No Brasil, terceiro país que mais prende no mundo, duas a cada 3 pessoas encarceradas são negras. Apesar dos avanços sociais significativos na vida da população negra, fruto de políticas públicas dos governos progressistas nos últimos anos, é nesse mesmo período que se intensifica o encarceramento em massa, com o aumento de presos em mais de 200% após a aprovação da Lei de Drogas no ano de 2006. Segundo a intelectual Juliana Borges, isso apenas constata os rearranjos estruturais de uma sociedade forjada na desigualdade e baseada na hierarquia racial.

A guerra às drogas é fundamental para entender o genocídio de negros e negras no Brasil, mais de 60% das mulheres encarceradas foram acusadas de algum crime diretamente relacionado às drogas, enquanto que entre os homens o número chega a 26%. Mas num país que diariamente a sociedade é bombardeada com reportagens criminalizando corpos negros, que a polícia tem licença para matar, e que o sistema de justiça é composto quase que absolutamente por brancos, não basta expor os números assustadores, é preciso compreender o projeto de nação desde a sua fundação, e os reflexos nos diais de atuais.

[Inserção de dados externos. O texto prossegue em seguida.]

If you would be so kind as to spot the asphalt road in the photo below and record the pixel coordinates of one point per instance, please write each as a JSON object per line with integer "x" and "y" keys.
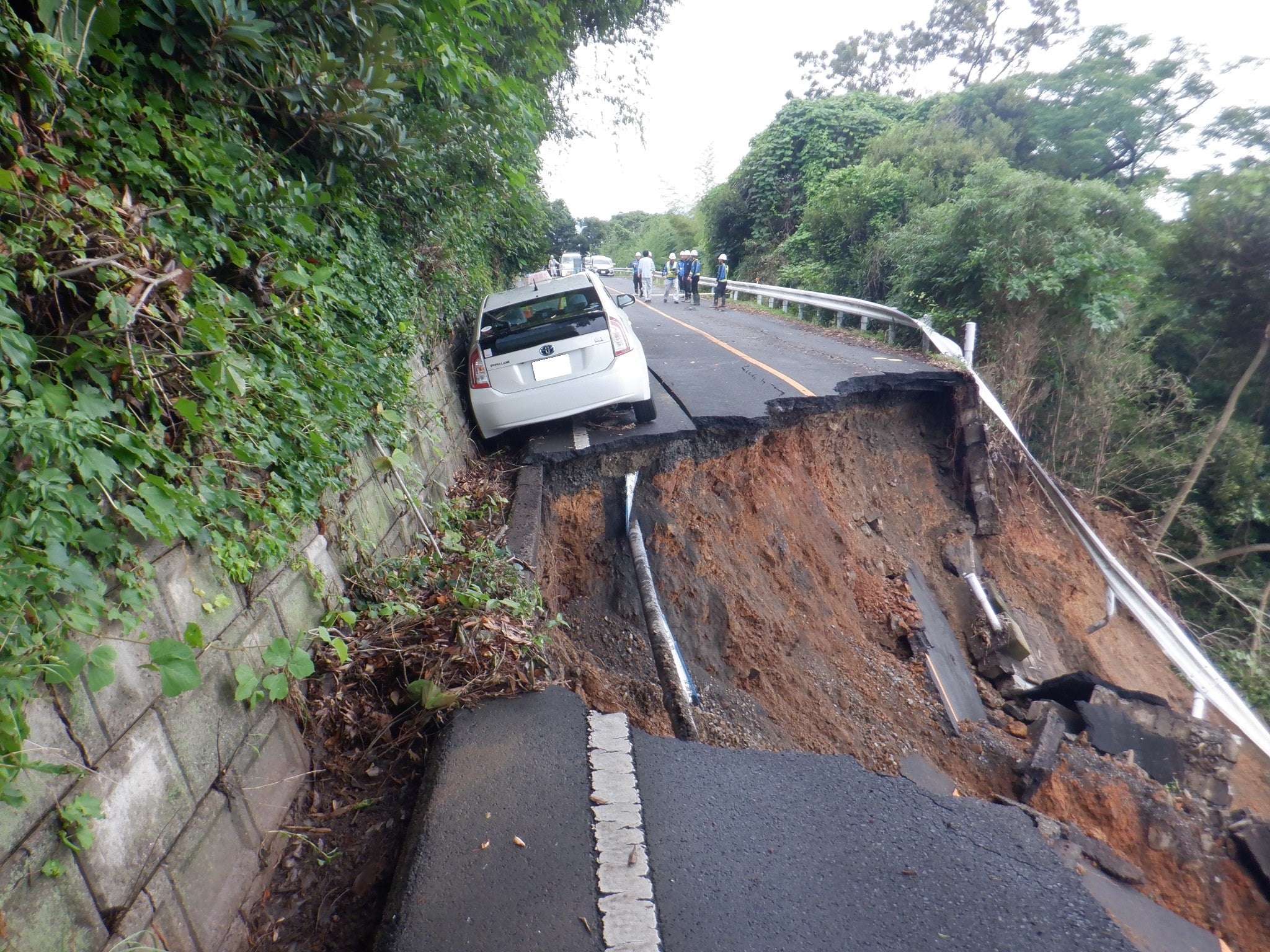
{"x": 729, "y": 368}
{"x": 761, "y": 852}
{"x": 748, "y": 851}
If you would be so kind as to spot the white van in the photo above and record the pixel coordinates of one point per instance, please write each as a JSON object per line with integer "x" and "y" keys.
{"x": 600, "y": 265}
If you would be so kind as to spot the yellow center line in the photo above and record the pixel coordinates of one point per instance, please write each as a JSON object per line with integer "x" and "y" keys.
{"x": 729, "y": 348}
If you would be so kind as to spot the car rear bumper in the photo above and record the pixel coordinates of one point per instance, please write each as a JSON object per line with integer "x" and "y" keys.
{"x": 625, "y": 381}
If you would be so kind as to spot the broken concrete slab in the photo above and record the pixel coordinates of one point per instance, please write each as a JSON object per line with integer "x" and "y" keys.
{"x": 1048, "y": 734}
{"x": 1106, "y": 858}
{"x": 1113, "y": 731}
{"x": 926, "y": 776}
{"x": 948, "y": 664}
{"x": 1146, "y": 923}
{"x": 1038, "y": 710}
{"x": 1251, "y": 834}
{"x": 1078, "y": 685}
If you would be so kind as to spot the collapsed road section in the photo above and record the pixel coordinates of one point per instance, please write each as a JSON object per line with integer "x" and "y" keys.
{"x": 815, "y": 568}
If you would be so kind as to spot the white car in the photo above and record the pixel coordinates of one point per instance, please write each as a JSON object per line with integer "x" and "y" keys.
{"x": 601, "y": 265}
{"x": 554, "y": 350}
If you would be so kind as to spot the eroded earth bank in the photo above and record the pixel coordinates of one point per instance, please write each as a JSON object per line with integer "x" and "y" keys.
{"x": 781, "y": 558}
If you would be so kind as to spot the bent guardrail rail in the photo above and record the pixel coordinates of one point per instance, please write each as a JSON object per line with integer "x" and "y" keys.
{"x": 1168, "y": 632}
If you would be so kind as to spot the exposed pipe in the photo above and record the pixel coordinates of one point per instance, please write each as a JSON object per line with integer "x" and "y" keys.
{"x": 409, "y": 499}
{"x": 977, "y": 588}
{"x": 1199, "y": 707}
{"x": 677, "y": 684}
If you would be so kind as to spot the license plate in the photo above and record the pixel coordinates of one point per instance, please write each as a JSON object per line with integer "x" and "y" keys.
{"x": 553, "y": 367}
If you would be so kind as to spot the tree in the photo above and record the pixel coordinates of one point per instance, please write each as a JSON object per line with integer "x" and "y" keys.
{"x": 591, "y": 235}
{"x": 562, "y": 229}
{"x": 762, "y": 201}
{"x": 1032, "y": 259}
{"x": 970, "y": 35}
{"x": 1213, "y": 437}
{"x": 1106, "y": 117}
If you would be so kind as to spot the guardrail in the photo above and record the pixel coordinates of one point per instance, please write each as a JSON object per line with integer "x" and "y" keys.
{"x": 1123, "y": 588}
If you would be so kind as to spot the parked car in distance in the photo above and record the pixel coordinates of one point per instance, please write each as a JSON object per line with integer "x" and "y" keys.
{"x": 554, "y": 350}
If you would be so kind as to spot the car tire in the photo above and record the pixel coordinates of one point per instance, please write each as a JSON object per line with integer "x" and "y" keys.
{"x": 646, "y": 410}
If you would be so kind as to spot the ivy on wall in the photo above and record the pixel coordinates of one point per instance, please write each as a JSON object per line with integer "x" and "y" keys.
{"x": 224, "y": 230}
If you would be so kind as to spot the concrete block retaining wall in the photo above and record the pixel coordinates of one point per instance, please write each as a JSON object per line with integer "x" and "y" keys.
{"x": 193, "y": 787}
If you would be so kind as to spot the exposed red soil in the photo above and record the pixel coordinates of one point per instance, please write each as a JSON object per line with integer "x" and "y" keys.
{"x": 780, "y": 566}
{"x": 1153, "y": 829}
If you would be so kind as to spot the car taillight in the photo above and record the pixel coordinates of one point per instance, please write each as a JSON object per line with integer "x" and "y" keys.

É com a proposta de evidenciar o projeto genocida desde a formação do estado brasileiro que surge o Legítima Defesa. O canal no youtube pretende disputar a narrativa teórica de como se construiu a imagem do negro como criminoso desde a abolição da escravidão, e como essa dinâmica se perpetua até os dias atuais. Além de entrevista com intelectuais, militantes e estudiosos do assunto, os idealizadores querem contar histórias de pessoas presas injustamente, escancarando o racismo enquanto estrutura fundadora do sistema de justiça no país.

Na estréia do canal, é apresentada a história de Marcelo Dias, educador social, forjado pela polícia com porte de drogas e que ficou 6 meses preso acusado de tráfico. Apesar das provas de sua inocência, durante esse tempo prevaleceu exclusivamente a palavra dos policiais. Enquanto aconteciam mobilizações sociais por sua liberdade, Marcelo na cadeia chegou a organizar saraus de poesia e transformar a vida de muitos através da cultura. Histórias da Seletividade Penal, quadro dentro do canal, é um convite para compreender as engrenagens do encarceramento em massa da população negra e os impactos na vida da vítima e seus familiares.